WORK IN PROGRESS WORK IN PROGRESS WORK IN PROGRESS WORK IN PROGRESS WORK IN PROGRESS WORK IN PROGRESS WORK IN PROGRESS WORK IN PROGRESS

Sat Mar 21 2026 00:00:00 GMT+0000 (Coordinated Universal Time)

Odoo PgBouncer Pool Exhaustion Incident Runbook

A deterministic response guide for Odoo outages caused by PgBouncer pool/client exhaustion, with safe triage, recovery order, and hardening steps.

If Odoo starts failing with no more connections allowed or request latency explodes while PostgreSQL still has headroom, PgBouncer is often the real bottleneck.

This runbook gives you a production-safe sequence: confirm pool pressure, relieve it without random restarts, then harden the system so the incident does not recur.

Incident signals that justify immediate response

  • Odoo users see intermittent 500/timeout errors while app hosts are otherwise healthy.
  • PgBouncer logs include messages like no more connections allowed (max_client_conn).
  • Odoo queue/cron throughput collapses even though PostgreSQL CPU is not pegged.
  • Connection errors appear at app tier before PostgreSQL reaches max_connections.

Step 0 — Stabilize and prevent self-inflicted damage

  1. Freeze non-critical traffic first (heavy reports, bulk imports, low-priority cron lanes).
  2. Keep checkout/invoicing/auth paths prioritized.
  3. Do not restart PostgreSQL as a first move.
  4. Do not blindly increase every pool limit at once.

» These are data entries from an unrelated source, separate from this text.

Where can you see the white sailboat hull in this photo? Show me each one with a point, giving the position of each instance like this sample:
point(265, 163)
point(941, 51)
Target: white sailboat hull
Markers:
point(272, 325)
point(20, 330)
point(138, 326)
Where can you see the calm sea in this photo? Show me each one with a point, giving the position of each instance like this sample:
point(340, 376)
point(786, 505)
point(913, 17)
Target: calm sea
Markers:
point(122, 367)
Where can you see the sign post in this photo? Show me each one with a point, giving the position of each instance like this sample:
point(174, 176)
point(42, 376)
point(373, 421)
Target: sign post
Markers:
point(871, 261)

Why: random restarts drop in-flight transactions and hide root cause. You need a controlled pressure release.

Step 1 — Confirm whether the choke point is PgBouncer or PostgreSQL

First, inspect PgBouncer internals through the admin console.

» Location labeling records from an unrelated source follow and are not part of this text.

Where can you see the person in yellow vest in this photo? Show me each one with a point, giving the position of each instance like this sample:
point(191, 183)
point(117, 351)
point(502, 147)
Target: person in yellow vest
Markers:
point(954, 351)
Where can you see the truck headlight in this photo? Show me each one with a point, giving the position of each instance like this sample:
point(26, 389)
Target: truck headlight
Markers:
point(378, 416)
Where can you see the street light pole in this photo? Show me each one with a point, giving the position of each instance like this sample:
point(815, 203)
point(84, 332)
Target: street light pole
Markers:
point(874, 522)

# Replace values as needed
export PGBOUNCER_HOST=127.0.0.1
export PGBOUNCER_PORT=6432
export PGBOUNCER_ADMIN_USER=pgbouncer

psql "host=$PGBOUNCER_HOST port=$PGBOUNCER_PORT dbname=pgbouncer user=$PGBOUNCER_ADMIN_USER" -c "SHOW POOLS;"
psql "host=$PGBOUNCER_HOST port=$PGBOUNCER_PORT dbname=pgbouncer user=$PGBOUNCER_ADMIN_USER" -c "SHOW STATS;"
psql "host=$PGBOUNCER_HOST port=$PGBOUNCER_PORT dbname=pgbouncer user=$PGBOUNCER_ADMIN_USER" -c "SHOW CLIENTS;"
psql "host=$PGBOUNCER_HOST port=$PGBOUNCER_PORT dbname=pgbouncer user=$PGBOUNCER_ADMIN_USER" -c "SHOW SERVERS;"

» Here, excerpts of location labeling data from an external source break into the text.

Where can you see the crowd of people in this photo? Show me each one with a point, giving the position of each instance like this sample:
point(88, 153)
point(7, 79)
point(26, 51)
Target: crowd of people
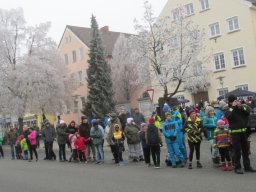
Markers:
point(224, 125)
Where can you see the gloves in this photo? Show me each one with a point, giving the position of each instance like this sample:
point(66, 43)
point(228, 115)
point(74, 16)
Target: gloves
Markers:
point(173, 138)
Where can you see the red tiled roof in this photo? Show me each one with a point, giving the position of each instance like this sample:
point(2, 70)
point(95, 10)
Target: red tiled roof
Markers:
point(108, 37)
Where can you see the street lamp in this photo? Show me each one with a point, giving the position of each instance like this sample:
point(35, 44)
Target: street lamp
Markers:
point(220, 78)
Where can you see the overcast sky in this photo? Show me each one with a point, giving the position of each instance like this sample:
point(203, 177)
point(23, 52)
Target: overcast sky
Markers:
point(117, 14)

Then confirm PostgreSQL actual pressure:

psql "$ODOO_DB_URI" -c "
with limits as (
  select setting::int as max_connections
  from pg_settings where name='max_connections'
), usage as (
  select count(*) as current_connections,
         count(*) filter (where state='active') as active_connections,
         count(*) filter (where state='idle in transaction') as idle_in_txn
  from pg_stat_activity
  where datname=current_database()
)
select usage.*, limits.max_connections,
       round(100.0*usage.current_connections/nullif(limits.max_connections,0),1) as pct_used
from usage cross join limits;
"

Interpretation:

  • If PgBouncer clients are saturated but PostgreSQL is well below max, PgBouncer limits are your immediate bottleneck.
  • If both are saturated, you have coupled exhaustion and need strict traffic shedding plus leak cleanup.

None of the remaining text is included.